Osfield did add that there has been a significant growth in the past five years of companies becoming sustainable investment options compared to the past.
“That's the other side of the scarcity story. Let's say five years ago, [energy company] SSE wasn't talking about the ‘just transition’ and what they were doing for workers and for renewable energy. Now, it's a really interesting company in that space,” he said.
“So there is a broader investment set globally as companies really start to understand what it means for their operations to be to be genuinely sustainable.
“We have to hope that that goes ahead of the money flowing otherwise [we’ll] fundamentally get those bubbles that [we're] talking about.”
But some companies might actually deserve a ‘green-ium’ according to Rathbones fund manager Will McIntosh-Whyte.
McIntosh-Whyte, who runs several growth portfolios and the newly launched sustainable multi-asset portfolio range, said that it could be worth paying a higher valuation if the company is delivering better corporate practices.

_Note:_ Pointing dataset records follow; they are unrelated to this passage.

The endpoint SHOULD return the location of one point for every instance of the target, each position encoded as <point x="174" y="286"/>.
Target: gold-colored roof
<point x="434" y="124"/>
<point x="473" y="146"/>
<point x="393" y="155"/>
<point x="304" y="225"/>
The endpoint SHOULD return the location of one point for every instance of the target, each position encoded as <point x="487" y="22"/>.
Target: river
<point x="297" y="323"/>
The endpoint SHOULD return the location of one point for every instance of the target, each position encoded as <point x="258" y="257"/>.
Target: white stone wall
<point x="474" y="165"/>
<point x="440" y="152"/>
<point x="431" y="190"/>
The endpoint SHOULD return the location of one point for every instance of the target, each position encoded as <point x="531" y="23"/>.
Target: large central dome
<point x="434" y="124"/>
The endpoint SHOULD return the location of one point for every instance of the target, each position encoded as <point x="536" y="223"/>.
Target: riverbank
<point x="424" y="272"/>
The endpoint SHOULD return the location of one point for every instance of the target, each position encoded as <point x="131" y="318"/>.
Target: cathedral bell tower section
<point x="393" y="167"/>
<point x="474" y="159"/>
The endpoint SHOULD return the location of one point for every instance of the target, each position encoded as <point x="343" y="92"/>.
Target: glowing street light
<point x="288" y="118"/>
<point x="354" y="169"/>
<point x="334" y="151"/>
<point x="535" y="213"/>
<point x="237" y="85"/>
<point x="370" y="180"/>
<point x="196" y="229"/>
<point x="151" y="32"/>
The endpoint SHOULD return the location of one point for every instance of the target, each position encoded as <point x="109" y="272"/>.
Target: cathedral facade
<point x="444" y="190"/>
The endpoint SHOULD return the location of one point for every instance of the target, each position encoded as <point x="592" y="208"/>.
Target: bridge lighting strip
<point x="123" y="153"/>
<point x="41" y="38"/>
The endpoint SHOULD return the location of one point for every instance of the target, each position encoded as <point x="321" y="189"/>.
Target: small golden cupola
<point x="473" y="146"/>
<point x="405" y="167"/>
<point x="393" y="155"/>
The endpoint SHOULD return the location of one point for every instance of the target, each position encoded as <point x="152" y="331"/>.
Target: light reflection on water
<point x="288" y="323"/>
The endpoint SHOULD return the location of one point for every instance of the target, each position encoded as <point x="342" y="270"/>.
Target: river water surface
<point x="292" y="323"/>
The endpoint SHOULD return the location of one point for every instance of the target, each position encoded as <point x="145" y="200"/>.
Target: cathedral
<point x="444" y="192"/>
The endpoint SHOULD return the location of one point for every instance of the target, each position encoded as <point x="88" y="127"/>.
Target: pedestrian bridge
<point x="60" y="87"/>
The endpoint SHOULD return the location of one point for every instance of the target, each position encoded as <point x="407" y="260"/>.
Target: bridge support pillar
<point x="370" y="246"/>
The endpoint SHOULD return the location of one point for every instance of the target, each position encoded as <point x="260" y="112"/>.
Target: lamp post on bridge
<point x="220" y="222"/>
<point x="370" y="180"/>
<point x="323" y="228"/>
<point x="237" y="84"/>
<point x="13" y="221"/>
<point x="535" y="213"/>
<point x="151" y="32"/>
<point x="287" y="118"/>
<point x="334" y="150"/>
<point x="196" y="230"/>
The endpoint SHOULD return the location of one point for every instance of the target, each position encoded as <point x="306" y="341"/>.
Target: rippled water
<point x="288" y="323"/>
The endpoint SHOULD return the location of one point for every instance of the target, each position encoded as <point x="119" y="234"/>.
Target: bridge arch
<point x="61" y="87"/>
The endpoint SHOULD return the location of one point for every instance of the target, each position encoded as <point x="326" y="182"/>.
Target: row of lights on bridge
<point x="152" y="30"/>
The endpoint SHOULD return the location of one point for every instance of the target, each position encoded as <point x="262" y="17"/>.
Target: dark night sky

He explained: “Where you've got a business that is genuinely sustainable, doing the right things, treating its employees the right way, to certain extent that I think that's worth a premium because you're taking out certain risks.”
But there are cases where the premium is down to the “hype”, McIntosh-Whyte noted, which investors should be wary of.
He said: “I think there are many companies out there that don't tick those boxes. And I think the valuations can look a little bit lofty.
“And so our big focuses are on unpicking that and saying: ‘look, those are stocks trading at a slight premium, do they deserve that premium? Have they got a strong balance sheet? Are they able to finance their own growth? Do they have genuine long-term structural growth opportunities? And are they able to take advantage of that higher? Are they going to be the market leader? Are they going to be able to keep competition out?’
“When those kind of areas are covered off, those are the kind of companies that we are looking for, we're trying to make sure we avoid those where you pay a lofty premium. And actually, plenty of other players can be successful in this space, there's a risk of disruption. It's an untested market.
“I'm sure some of those will be winners. But there's slight element I think of investing on hype of just investing in a story rather than genuine business opportunity.”